Friday, April 17, 2009

RALEIGH, N.C. (AP) - North Carolina’s rising unemployment rate slowed in March to 10.8 percent, a postive sign since the number had been rapidly worsening each month since the banking and credit crisis took hold last fall, the state Employment Security Commission said Friday.

The March figure is North Carolina’s highest on record since states started the current measuring method in 1976. North Carolina’s jobless rate soared from 7 percent in October to 10.7 percent in February.

“The rate changed very little simply because it changed so much in the four previous months. It had to slow down,” Appalachian State University banking professor Harry Davis. The chief economist for the North Carolina Bankers Association, Davis said he expects the jobless rate to rise to 12 percent by summer and for layoffs to continue until this time next year.

North Carolina’s unemployed ranks have increased by more than 248,000 people in the past year. More than 41,000 workers lost their jobs in March. Only California, Florida and Texas had more pink slips. North Carolina’s jobless rate is also among the country’s most severe, with only Michigan, the leader at 12.6 percent, Oregon, South Carolina, and California suffering more.

North Carolina’s manufacturing and construction industries continued to be severely hurt by the recession, each shedding at least 8,500 jobs in the month as consumers slashed spending.
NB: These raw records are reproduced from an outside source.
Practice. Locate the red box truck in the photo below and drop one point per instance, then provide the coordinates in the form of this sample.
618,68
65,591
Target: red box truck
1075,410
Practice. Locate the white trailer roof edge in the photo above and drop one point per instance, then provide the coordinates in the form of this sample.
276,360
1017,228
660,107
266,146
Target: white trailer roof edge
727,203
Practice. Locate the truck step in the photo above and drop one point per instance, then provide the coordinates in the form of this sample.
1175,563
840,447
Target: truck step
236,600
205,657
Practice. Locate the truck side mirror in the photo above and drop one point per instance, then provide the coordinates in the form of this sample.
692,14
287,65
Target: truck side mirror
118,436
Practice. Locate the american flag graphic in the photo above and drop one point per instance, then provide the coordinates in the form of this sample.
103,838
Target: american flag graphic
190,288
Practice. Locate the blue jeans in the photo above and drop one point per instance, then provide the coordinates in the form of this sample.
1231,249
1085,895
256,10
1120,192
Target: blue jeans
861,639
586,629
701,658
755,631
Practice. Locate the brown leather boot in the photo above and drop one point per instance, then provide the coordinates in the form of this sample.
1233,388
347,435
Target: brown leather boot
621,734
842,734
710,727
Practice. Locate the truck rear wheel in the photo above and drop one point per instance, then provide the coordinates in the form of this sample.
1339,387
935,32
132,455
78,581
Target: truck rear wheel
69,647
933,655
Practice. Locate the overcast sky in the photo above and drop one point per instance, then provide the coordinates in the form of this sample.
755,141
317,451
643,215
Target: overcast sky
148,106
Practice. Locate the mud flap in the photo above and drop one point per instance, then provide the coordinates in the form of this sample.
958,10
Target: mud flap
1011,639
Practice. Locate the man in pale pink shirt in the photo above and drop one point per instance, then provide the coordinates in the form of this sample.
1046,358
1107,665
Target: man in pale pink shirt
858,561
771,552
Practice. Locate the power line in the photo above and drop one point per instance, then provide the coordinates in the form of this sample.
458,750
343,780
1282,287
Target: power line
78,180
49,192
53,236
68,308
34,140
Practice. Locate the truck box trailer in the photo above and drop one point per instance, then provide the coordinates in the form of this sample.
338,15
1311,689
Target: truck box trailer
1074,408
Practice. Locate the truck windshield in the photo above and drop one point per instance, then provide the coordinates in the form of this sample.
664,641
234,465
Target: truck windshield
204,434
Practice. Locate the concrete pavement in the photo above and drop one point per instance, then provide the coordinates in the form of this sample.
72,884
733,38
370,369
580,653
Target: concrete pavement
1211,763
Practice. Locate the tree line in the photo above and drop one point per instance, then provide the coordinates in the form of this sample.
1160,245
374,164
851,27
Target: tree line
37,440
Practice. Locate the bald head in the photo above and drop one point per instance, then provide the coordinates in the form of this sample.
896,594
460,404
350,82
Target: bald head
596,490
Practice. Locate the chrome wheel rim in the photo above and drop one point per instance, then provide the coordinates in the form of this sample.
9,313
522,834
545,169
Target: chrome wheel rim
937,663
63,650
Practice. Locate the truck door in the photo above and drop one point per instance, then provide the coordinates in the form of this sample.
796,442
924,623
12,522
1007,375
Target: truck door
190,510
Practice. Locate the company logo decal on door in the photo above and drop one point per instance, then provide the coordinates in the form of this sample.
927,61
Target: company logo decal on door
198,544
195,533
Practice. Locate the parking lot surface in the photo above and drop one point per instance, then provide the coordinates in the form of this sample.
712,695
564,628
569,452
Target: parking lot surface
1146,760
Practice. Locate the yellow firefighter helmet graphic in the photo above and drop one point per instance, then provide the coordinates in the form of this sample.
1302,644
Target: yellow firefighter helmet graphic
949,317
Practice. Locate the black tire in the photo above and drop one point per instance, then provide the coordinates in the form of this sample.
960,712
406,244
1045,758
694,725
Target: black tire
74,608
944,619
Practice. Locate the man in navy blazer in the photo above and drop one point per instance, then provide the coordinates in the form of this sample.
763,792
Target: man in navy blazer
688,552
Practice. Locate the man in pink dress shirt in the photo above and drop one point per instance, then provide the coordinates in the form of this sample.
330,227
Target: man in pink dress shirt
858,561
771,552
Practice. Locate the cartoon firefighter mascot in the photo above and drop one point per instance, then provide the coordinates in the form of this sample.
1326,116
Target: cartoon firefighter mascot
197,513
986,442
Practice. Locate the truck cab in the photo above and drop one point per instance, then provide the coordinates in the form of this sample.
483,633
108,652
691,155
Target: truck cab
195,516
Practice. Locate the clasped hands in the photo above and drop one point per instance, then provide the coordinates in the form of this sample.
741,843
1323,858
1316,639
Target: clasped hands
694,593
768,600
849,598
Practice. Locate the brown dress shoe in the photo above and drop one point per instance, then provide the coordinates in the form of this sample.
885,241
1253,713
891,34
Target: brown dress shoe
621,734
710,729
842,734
But March was also notable because the sector with the greatest decline was professional and business services, where companies cut 10,100 white-collar jobs.
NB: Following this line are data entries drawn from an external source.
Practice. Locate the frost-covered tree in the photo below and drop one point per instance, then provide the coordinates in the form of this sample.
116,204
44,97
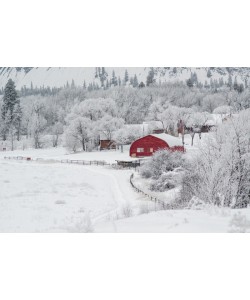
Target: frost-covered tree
127,134
78,133
11,111
114,81
126,77
108,125
150,77
135,81
220,174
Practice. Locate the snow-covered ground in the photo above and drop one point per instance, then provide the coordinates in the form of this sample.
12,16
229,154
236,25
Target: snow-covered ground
47,196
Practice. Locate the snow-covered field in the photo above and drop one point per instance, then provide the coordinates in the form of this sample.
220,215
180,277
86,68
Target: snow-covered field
47,196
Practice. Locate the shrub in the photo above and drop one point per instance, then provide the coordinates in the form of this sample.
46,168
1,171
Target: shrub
162,161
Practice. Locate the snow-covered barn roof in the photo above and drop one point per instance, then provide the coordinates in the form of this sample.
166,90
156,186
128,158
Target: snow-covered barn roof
169,139
144,128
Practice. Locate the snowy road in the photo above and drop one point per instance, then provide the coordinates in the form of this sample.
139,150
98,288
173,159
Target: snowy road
54,197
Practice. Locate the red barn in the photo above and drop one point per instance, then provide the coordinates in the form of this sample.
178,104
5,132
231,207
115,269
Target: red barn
147,145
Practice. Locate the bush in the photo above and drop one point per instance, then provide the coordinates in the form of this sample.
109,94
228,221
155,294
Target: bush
162,161
165,182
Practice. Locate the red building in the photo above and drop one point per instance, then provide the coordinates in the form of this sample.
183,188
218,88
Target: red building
147,145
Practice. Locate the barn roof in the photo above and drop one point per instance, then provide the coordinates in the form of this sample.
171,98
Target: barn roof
169,139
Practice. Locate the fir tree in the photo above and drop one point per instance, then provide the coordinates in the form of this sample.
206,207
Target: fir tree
190,83
209,74
135,81
114,79
230,81
141,85
73,84
150,77
126,77
11,110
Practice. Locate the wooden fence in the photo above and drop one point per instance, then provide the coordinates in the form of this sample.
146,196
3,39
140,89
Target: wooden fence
161,203
63,161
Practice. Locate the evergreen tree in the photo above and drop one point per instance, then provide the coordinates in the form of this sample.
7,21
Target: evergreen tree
107,84
73,84
114,79
96,73
246,83
11,111
240,88
126,77
235,84
150,77
230,81
141,85
190,83
209,74
135,81
103,75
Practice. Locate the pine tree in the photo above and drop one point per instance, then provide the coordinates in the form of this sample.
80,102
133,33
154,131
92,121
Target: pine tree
107,84
114,79
230,81
209,74
126,77
135,81
11,111
96,73
235,84
190,83
141,85
246,83
150,77
73,84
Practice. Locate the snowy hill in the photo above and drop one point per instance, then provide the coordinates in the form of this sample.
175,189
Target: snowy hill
58,77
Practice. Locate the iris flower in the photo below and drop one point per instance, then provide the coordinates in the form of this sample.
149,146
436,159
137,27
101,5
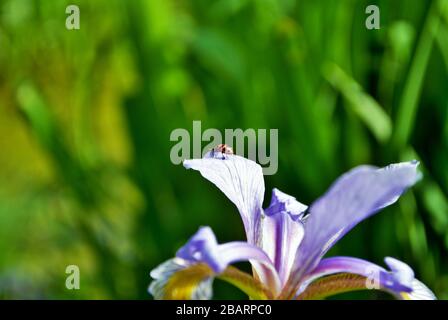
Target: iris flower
286,242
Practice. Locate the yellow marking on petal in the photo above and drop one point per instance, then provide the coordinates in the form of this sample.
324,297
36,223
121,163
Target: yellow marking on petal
405,296
246,283
183,283
331,285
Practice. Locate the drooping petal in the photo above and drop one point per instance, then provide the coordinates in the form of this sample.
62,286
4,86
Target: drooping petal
242,182
282,231
342,274
353,197
190,274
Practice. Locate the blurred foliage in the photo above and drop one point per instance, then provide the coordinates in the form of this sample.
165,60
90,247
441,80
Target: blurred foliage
85,174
Davis said he believes that was the result of the contraction in banking and finance firms, especially in Charlotte’s banking center, and related services like law firms and computer services companies.

Still, workers in the professional and business services sector continue to be in demand, with job recruiters hunting for engineers and real estate property managers, said Patsy Wiggins, president of The HR Group Inc., a regional human resource management and consulting firm based in Greensboro.

“I think what people are looking for are very highly skilled positions,” she said.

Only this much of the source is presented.